Taking part in only two sprint triathlons prior to an inaugural standard distance triathlon would be daunting for some.
Signing up to one of your first events in a foreign country might also seem stressful for many triathletes.
And slipping over in the middle of a transition and falling flat on your face could easily put some people off an event.
Yet GTC member Rachel Beedie took all this in her stride last month when she finished the Stockholm Triathlon as 46th female and in a time of 2.53.31.
Rachel, 33, who joined the club in January, said: “I entered Stockholm on a whim when a friend who lives in the city suggested it. I thought, ‘Why not’, although I really had no idea what I was letting myself in for.
“To be honest, it wasn’t something I ever imagined I would do and while I have always enjoyed swimming and cycling I used to insist that I would never do a sport that involves changing your shoes!”
In fact, Rachel, of Glasgow, admits she was “a bit scared” about the running section of triathlons. She said: “I have always thought that most triathletes come from a running background so I was worried about that aspect because I was not a runner.
“Then, after entering the Stockholm event, I thought I’d just needed to get on with the training. I have actually really enjoyed the challenge of all three different disciplines, which has surprised me.
“It’s tough to fit it all in, but you rarely get bored as there is so much variety and so much to learn.”
Racing in Stockholm
Rachel described the event as “amazing”. She said: “From the buzz of four thousand competitors and spectators milling around before the start, to the floating DJ next to the start line, to the whoosh of air as I sped around the course on my bike and my realisation halfway through the bike that I could beat my target time of three hours if I kept pushing, I loved it all.
“The mix of relief, pain, joy, and sadness that it was nearly all over on the (uphill) home straight was simply incredible.”
During the event, Rachel says she learned a great deal. For example, she knows now that she needs to keep an eye out for other people’s discarded caps in transition.
She said: “Some people had discarded their swim hats on the walkway going into T1 and this is what caused me to slip over. My friend managed to get a photo of me sprawled on the ground. I badly bruised my toe in the process but I only realised this after the finish line.”

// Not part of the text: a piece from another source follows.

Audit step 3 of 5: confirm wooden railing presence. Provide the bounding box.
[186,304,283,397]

Rachel also warns other triathletes not to leave anything to do on the morning of the race. She said: “I was organised with most of my prep, but had attached my tri bars to my bike the evening before and thought I would check the position and tighten them before the start.
“I completely forgot to do so and spent most of the ride section tugging them into place each time I changed position on the bike. This happened quite a lot because the course was twisty.”

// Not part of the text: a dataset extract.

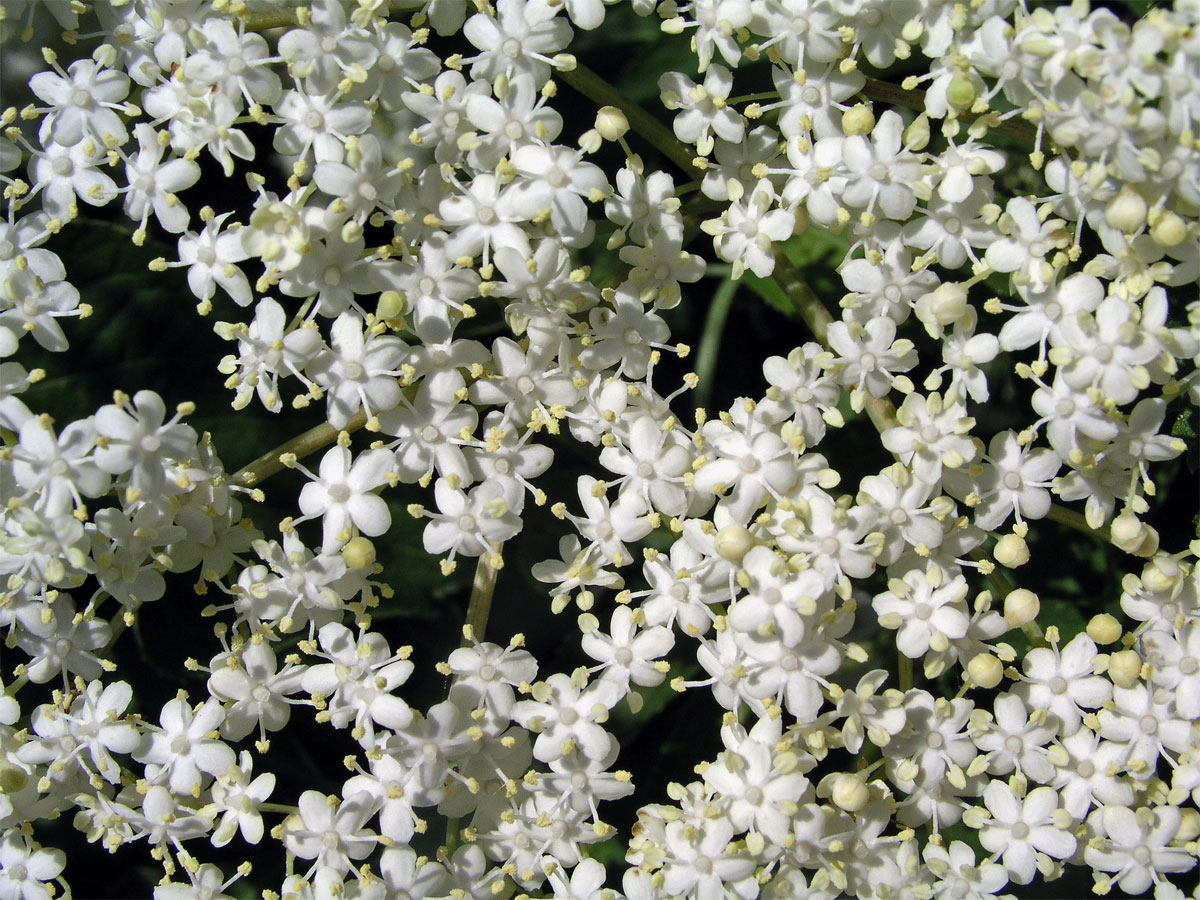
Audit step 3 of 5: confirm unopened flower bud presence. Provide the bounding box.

Rachel was delighted overall with her time but believes she can improve on her transitions. She said: “I think I had a good excuse for long transitions because this area was huge but I could still definitely improve.
“Also, I need to work harder on improving my running before next time. I also need to practise sighting on my swim to avoid swimming about 200m further than was needed.”

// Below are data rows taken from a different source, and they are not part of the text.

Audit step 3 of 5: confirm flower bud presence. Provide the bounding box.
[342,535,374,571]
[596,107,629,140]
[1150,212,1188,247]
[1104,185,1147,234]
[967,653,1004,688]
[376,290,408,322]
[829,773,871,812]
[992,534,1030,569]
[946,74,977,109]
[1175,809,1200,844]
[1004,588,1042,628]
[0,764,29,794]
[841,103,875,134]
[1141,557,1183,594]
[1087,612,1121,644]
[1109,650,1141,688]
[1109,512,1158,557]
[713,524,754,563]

Despite the organisation and cost involved in travelling overseas for a triathlon, Rachel would recommend the Stockholm event. She said: “Taking part in an event with so many other people is great fun. Also, I found that racing around a foreign city meant there was always something interesting to look at.”
Praise for GTC
Rachel credits the club with helping her to reach her race goal this year. She said: “The coached swimming sessions, both pool and open water, have been ideal.
“There is no way I would have done so much swim training if left to my own devices as I get bored of swimming up and down. Instead, I found myself looking forward to my swims with the club.
“The club bike rides, parkruns and the training weekend have also helped with motivation, getting tips and generally making training more fun.”